Personal information
- Born: February 12, 1991 (age 35) San Diego, California
- Listed height: 6 ft 4 in (1.93 m)
- Listed weight: 260 lb (118 kg)

Career information
- High school: San Diego (CA)
- College: Villanova
- NFL draft: 2014 (undrafted)

Career history
- Minnesota Vikings (2014)*; Miami Dolphins (2014)*; Carolina Panthers (2015–2016)*; Saskatchewan Roughriders (2017); Edmonton Eskimos (2018); Toronto Argonauts (2018); Columbus Destroyers (2019);
- * Offseason or practice squad member only
- Stats at Pro Football Reference
- Stats at CFL.ca

= Rakim Cox =

American gridiron football player (born 1991)

 Rakim Cox (born February 12, 1991) is a former NFL defensive end.
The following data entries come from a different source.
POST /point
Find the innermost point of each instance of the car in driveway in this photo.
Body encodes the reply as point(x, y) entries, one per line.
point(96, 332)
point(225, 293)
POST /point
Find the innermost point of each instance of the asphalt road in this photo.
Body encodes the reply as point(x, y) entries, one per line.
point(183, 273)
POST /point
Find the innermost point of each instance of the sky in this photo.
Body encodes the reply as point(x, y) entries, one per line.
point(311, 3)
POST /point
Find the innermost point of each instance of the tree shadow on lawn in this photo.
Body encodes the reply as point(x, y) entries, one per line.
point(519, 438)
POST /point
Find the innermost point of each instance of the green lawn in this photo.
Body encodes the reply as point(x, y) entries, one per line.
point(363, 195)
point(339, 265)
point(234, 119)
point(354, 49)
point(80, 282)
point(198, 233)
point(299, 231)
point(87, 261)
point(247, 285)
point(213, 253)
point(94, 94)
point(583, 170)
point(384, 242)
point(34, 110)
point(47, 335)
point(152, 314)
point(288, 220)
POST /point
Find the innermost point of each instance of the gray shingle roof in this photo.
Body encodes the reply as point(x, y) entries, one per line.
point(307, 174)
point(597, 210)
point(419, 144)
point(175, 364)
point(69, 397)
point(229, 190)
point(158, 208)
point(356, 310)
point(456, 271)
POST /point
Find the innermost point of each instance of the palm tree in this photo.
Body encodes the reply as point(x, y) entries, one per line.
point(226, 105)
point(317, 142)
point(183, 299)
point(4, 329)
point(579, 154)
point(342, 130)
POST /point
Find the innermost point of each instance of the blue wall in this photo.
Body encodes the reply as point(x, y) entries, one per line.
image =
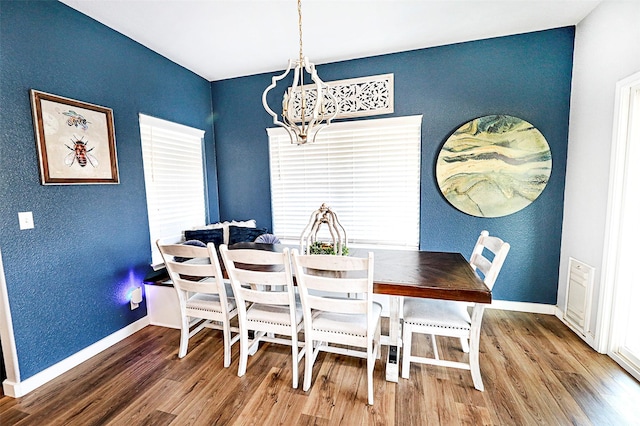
point(528, 76)
point(68, 277)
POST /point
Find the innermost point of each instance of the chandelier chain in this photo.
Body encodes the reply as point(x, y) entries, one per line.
point(300, 27)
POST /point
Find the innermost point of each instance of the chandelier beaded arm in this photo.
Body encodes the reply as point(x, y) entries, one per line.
point(311, 120)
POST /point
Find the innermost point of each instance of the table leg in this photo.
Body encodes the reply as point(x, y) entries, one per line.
point(393, 358)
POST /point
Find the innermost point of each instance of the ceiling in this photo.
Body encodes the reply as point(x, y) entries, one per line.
point(219, 39)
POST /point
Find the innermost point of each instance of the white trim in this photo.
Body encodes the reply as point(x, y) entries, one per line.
point(6, 331)
point(149, 120)
point(533, 308)
point(589, 338)
point(17, 389)
point(614, 205)
point(626, 364)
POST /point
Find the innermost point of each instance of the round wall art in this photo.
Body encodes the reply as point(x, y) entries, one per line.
point(493, 166)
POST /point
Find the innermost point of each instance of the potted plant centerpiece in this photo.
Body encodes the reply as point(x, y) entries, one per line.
point(309, 243)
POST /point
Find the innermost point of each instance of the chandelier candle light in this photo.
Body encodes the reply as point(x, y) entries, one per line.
point(304, 111)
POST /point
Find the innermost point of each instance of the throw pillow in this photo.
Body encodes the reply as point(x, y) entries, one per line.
point(241, 234)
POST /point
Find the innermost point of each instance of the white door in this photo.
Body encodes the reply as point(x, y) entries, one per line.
point(624, 344)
He played college football at Villanova University and signed with the Minnesota Vikings as an undrafted free agent in 2014.

==Early life==
Cox attended San Diego High School where he was Athlete of the Year and selected All-League first-team in 2008 & 2009.

==Professional career==
===Minnesota Vikings===
On May 11, 2014, Cox signed with the Minnesota Vikings as undrafted free agent following the conclusion of the 2014 NFL draft.

===Miami Dolphins===
On August 18, 2014, Cox signed with the Miami Dolphins.

===Carolina Panthers===
On May 11, 2015, Cox signed with the Carolina Panthers. On September 5, 2015, he was released by the Panthers. On September 7, 2015, Cox was signed to the Panthers' practice squad.
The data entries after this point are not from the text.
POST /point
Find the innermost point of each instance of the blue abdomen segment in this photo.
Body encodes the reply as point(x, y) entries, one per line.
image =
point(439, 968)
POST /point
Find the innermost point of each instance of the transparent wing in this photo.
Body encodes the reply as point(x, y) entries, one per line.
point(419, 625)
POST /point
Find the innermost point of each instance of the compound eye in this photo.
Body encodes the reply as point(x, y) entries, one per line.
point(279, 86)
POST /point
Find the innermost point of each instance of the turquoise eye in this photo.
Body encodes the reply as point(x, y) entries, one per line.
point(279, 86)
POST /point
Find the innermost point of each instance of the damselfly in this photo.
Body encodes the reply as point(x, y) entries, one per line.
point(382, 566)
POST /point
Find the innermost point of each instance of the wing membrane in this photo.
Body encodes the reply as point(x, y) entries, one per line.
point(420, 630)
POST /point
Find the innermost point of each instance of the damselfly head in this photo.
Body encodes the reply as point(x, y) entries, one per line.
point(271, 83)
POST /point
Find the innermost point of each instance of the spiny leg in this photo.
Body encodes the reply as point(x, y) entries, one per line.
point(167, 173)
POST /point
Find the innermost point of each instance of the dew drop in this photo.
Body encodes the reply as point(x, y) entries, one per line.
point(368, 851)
On February 7, 2016, Cox's Panthers played in Super Bowl 50. In the game, the Panthers fell to the Denver Broncos by a score of 24–10.

On August 30, 2016, Cox was placed on injured reserve. He was waived from injured reserve on September 6, 2016.

He participated in The Spring League in 2017.

===Saskatchewan Roughriders===
He was signed to the Saskatchewan Roughriders' practice squad on September 26, 2017.

===Edmonton Eskimos===
In 2018, Cox signed with the Edmonton Eskimos, playing in 3 games.

===Toronto Argonauts===
On August 31, 2018, Cox signed a practice roster agreement with the Toronto Argonauts.

===Columbus Destroyers===
Cox was assigned to the Columbus Destroyers of the Arena Football League on July 9, 2019.

===Cologne Crocodiles===
The Cologne Crocodiles of the German Football League announced on January 18, 2020, that they signed Cox for the 2020 season.